Germany (Tax Cuts) France (Tax Increases): Who Will Win?

This should be the next debate topic. If statistics, morality, and history are any indicators, the direction that Germany is taking will win the day. Of course, cutting government to its proper role (in the US that means its constitutional limitations), there will always be appeals for more money.

Public schools are a perfect barometer of the claim that more money fixes things. Nonsense. A homeshooling family can educate a child for less than $1000 per year. It’s one of the reasons Dr. Gary North has described the homeschool movement as the “The Most Radical Social Movement in America” for the simple reason that it’s opposed to educational and political messiahism. Statism is the god of most politicians and the people who benefit from wealth transfer payments confiscated from the productive — America’s 47 percent.

France wants to raise taxes, thus giving more power to the government at every level. French President Francois Hollande believes that he can bring prosperity to France by raising taxes on the most prosperous people, you know, the people with money who could spend and invest more if tax rates were lowered resulting in higher employment.

The 2013 budget calls for $26 billion in tax increases, “including a levy of 75 percent on incomes over [$1.24 million], and eliminating limits on the wealth tax.” Stupid is as stupid does.

“We’re getting a lot of calls from high earners who are asking whether they should get out of France,” said Mr. Vincent Grandil, a partner at Altexis, which specializes in tax matters for corporations and the wealthy. “Even young, dynamic people pulling in 200,000 euros are wondering whether to remain in a country where making money is not considered a good thing.”

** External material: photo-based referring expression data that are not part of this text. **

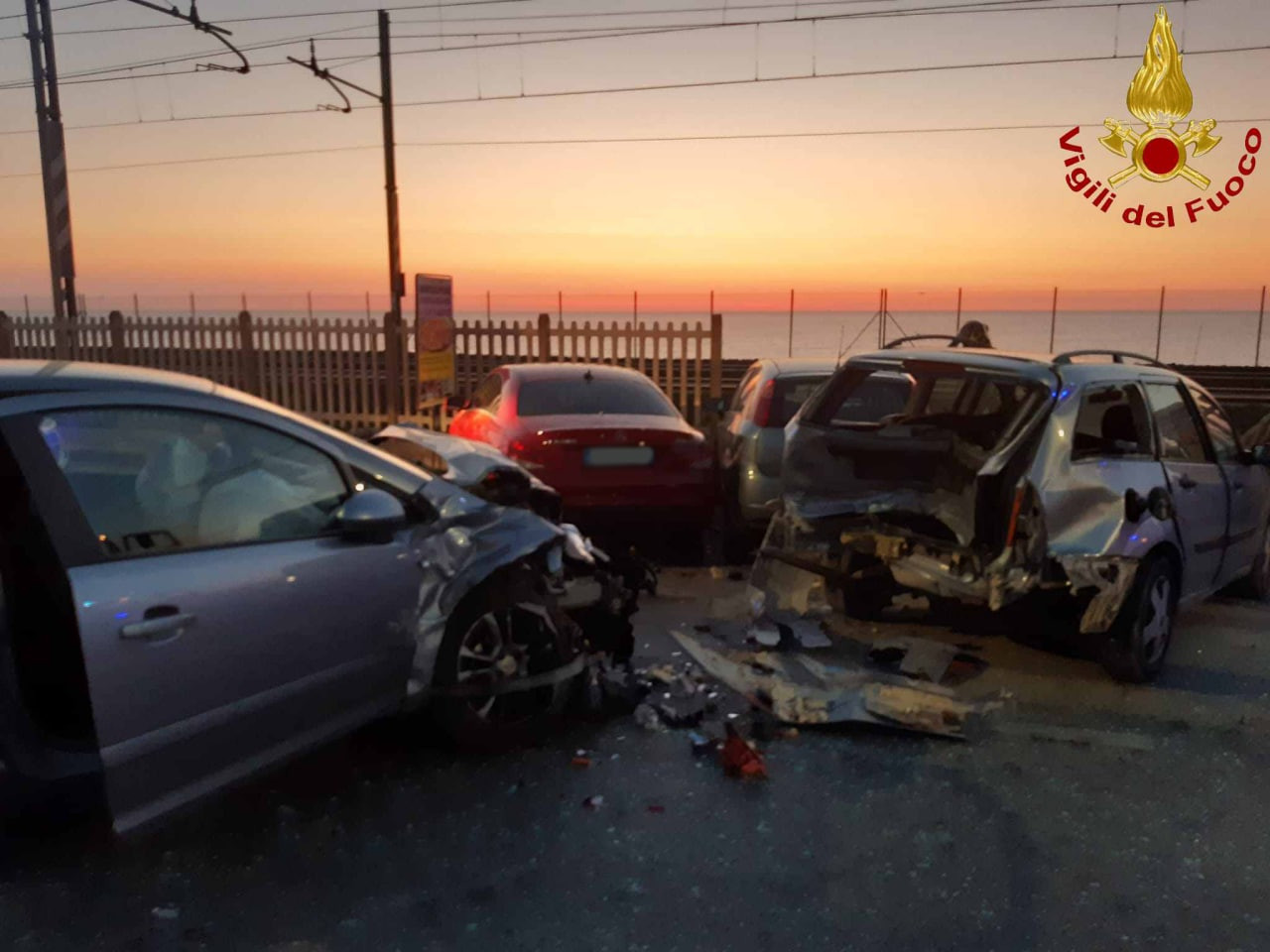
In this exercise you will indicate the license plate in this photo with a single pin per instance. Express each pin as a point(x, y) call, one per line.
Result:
point(617, 456)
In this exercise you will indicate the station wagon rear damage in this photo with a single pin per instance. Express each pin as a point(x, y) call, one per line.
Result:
point(952, 498)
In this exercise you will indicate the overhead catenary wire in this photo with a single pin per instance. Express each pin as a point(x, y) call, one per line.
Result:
point(667, 86)
point(601, 140)
point(59, 9)
point(277, 16)
point(964, 9)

Hollande is under the false impression that his government can spend money better than people who have money.

Then there’s Germany. Chancellor Angela Merkel is calling for tax cuts and an end to bracket creep:

Merkel told business leaders Germany should end the automatic progression of workers into ever higher tax brackets due to inflation, which siphons more than 20 billion euros ($26 billion) out of the economy each year. She also renewed her calls for cuts in pension contributions as another way to boost purchasing power.

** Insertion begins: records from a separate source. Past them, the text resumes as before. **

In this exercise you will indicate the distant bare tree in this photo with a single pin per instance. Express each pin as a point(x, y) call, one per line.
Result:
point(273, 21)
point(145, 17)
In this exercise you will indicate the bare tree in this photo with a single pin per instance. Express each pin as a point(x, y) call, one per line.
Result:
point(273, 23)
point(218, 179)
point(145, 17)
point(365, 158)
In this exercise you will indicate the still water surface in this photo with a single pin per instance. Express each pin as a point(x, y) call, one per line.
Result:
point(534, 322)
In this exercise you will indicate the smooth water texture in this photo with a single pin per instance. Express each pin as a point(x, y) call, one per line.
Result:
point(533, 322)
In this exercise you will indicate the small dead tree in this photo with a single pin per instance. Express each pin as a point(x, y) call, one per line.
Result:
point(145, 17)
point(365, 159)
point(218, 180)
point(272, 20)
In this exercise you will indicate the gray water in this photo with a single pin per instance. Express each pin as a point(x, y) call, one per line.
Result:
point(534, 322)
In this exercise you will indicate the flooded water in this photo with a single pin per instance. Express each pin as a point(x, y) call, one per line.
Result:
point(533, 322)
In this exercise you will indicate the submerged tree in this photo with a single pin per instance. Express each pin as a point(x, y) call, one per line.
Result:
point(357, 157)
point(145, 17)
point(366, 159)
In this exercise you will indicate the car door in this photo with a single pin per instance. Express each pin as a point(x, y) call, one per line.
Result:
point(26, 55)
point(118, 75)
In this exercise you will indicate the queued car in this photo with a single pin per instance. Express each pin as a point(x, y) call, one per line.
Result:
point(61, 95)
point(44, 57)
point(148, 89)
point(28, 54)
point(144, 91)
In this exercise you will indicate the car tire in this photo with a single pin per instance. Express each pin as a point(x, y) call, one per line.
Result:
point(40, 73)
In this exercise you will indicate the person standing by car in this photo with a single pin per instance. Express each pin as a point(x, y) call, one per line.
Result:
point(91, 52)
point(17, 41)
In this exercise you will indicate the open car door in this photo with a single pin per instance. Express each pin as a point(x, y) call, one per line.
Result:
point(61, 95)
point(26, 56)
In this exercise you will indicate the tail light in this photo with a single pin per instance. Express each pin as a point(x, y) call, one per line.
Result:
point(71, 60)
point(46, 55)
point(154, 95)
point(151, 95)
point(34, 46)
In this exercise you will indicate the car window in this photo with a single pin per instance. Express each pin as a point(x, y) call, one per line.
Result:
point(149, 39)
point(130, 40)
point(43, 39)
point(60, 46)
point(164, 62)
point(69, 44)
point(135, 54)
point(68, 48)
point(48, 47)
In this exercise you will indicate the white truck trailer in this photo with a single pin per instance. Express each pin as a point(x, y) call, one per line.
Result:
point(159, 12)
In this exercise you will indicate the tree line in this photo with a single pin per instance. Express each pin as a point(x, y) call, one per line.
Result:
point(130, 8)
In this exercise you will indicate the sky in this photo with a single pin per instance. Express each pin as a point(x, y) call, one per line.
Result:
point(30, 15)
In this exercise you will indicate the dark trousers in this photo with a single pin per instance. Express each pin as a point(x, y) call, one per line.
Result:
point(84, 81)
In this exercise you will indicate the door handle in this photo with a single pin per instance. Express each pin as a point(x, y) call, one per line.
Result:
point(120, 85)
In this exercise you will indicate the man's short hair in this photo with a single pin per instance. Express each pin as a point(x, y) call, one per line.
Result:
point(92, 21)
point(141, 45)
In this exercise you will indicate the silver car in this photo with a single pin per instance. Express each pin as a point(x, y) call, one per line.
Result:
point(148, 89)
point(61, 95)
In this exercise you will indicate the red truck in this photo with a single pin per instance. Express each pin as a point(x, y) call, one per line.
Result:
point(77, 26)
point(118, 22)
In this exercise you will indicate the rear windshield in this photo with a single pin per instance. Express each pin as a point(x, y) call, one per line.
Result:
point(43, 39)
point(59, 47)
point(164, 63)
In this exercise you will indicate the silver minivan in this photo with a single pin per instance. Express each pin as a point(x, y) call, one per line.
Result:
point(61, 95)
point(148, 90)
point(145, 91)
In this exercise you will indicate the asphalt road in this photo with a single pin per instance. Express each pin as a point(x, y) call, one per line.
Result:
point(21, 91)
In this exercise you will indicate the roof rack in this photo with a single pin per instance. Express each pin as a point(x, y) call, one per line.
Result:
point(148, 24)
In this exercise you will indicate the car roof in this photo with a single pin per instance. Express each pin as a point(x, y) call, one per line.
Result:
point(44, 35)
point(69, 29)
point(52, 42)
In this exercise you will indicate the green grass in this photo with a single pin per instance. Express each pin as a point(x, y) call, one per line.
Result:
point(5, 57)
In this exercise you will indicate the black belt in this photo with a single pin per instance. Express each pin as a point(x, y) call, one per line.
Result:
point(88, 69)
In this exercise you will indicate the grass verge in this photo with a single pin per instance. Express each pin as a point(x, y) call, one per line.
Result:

“Growth in Germany can at the moment be stimulated by an increase in domestic demand more than anything else,” she said.

And what is the source of inflation? Government. Not only do governments tax at higher and higher rates, but they dilute the value of our money by adding money to the economy that is backed up only by hopes and promises of future prosperity.

All things being equal, Germany will win this debate, if not in the short term, certainly in the long term.